Dire qu’il y a sept ou huit ans, on pouvait acheter assez facilement la « petite » cuvée, Fleur, directement des tablettes, pour 25 $. Aujourd’hui, il faut compter 47 $ et être abonné à l’infolettre de l’agence Oenopole pour connaître les dates d’arrivages. Les autres étiquettes un peu plus chères (Fleur de savagnin, Les Varrons, etc.) se vendent tout aussi vite.

Mais rassurez-vous, même en France, vous aurez du mal à acheter les vins du domaine. Les rares fois où nous avons croisé ses précieux flacons dans la Ville Lumière, en mai 2022, ils étaient sur la tablette la plus haute du caviste, avec mention « réservé ».

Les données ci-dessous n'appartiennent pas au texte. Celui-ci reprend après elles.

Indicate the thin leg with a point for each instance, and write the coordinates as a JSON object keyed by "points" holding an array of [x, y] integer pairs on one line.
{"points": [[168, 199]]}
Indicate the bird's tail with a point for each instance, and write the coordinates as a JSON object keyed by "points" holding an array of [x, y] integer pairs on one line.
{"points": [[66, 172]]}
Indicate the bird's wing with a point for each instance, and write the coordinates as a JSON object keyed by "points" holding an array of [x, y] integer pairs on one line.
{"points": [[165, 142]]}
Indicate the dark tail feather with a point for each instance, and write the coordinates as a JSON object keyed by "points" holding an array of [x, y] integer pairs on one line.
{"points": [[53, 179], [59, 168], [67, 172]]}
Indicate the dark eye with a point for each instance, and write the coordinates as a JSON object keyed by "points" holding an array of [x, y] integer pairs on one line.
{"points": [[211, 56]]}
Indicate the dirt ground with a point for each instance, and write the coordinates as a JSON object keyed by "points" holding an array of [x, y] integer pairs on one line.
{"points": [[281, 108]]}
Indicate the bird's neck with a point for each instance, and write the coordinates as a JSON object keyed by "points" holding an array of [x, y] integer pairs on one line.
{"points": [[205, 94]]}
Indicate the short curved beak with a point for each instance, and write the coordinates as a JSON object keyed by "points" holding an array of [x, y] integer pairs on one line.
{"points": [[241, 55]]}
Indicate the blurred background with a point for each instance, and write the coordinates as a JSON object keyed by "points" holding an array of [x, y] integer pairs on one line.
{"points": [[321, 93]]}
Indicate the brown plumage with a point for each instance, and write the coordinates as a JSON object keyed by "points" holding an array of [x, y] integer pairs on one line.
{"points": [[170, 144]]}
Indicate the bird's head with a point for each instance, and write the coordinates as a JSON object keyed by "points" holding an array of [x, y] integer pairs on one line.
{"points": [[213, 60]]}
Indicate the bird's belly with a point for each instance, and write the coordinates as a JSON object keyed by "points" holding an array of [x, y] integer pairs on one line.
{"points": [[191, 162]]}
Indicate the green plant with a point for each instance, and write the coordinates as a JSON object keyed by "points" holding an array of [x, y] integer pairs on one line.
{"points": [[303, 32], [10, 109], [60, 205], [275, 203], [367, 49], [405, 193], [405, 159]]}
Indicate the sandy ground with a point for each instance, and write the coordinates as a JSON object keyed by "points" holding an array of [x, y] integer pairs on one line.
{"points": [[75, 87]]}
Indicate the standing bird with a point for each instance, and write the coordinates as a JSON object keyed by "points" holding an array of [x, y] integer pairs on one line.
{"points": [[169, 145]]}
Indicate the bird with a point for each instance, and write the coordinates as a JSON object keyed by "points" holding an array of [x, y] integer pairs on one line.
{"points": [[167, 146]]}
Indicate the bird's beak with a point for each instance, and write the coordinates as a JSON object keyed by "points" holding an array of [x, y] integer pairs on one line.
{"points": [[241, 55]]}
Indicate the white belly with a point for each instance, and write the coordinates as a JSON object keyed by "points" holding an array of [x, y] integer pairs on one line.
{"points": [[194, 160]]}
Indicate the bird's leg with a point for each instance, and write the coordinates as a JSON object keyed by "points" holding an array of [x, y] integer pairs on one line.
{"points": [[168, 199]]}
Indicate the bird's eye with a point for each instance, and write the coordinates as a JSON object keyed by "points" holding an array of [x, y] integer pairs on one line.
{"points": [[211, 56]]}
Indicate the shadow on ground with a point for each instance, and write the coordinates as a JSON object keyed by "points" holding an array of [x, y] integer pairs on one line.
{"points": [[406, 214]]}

Que s’est-il passé ? Certes, il y a un engouement généralisé pour les meilleurs vins du Jura. Certes, la belle réputation des Labet — le frère Romain et la sœur Charline font également partie de l’aventure — s’est propagée à coups de canons d’une incroyable finesse.

Mais ce qui cause la rareté est aussi une affaire de volumes et de climat qui change. Le Jura a beau être un géant en matière de renommée, c’est un tout petit département qui ne représente que 0,2 % du vignoble français. Qui plus est, les gels printaniers très fréquents peuvent décimer jusqu’à 80 % du rendement, comme en 2021. La chaleur s’en mêle aussi, menant parfois à une surmaturité plus difficile à travailler en cette époque où le goût de la fraîcheur est roi.

« Je crois qu’on va essayer de trouver des cuves en béton. Quand on a des millésimes plus chauds, on ne veut pas ajouter encore plus de bois. Dans les années 2000, on cherchait la surmaturité alors on est passés des foudres [tonneaux d’une très grande capacité] aux barriques [environ 200 litres], pour apporter du gras. Là, on est en train de faire le chemin inverse, de racheter des foudres. »

PHOTO JEREMY DIONNE, FOURNIE PAR MENU EXTRA

Julien Labet était présent chez Menu Extra le temps de quatre repas d’exception, lors de la plus récente édition de Montréal en lumière.

La plupart des vins du domaine n’ont pas de soufre. Mais pour Julien Labet, vin naturel ne rime pas du tout avec non-intervention. Afin d’arriver à faire un vin fin, équilibré, élégant, sans ajout de soufre ni d’autre intrant, de nombreuses « interventions » sont souvent nécessaires.

Déjà, le domaine qui s’étend sur 14 hectares est composé de 45 parcelles. Chacune d’entre elles est pressée et élevée individuellement en petit contenant afin d’exprimer le terroir le plus pur.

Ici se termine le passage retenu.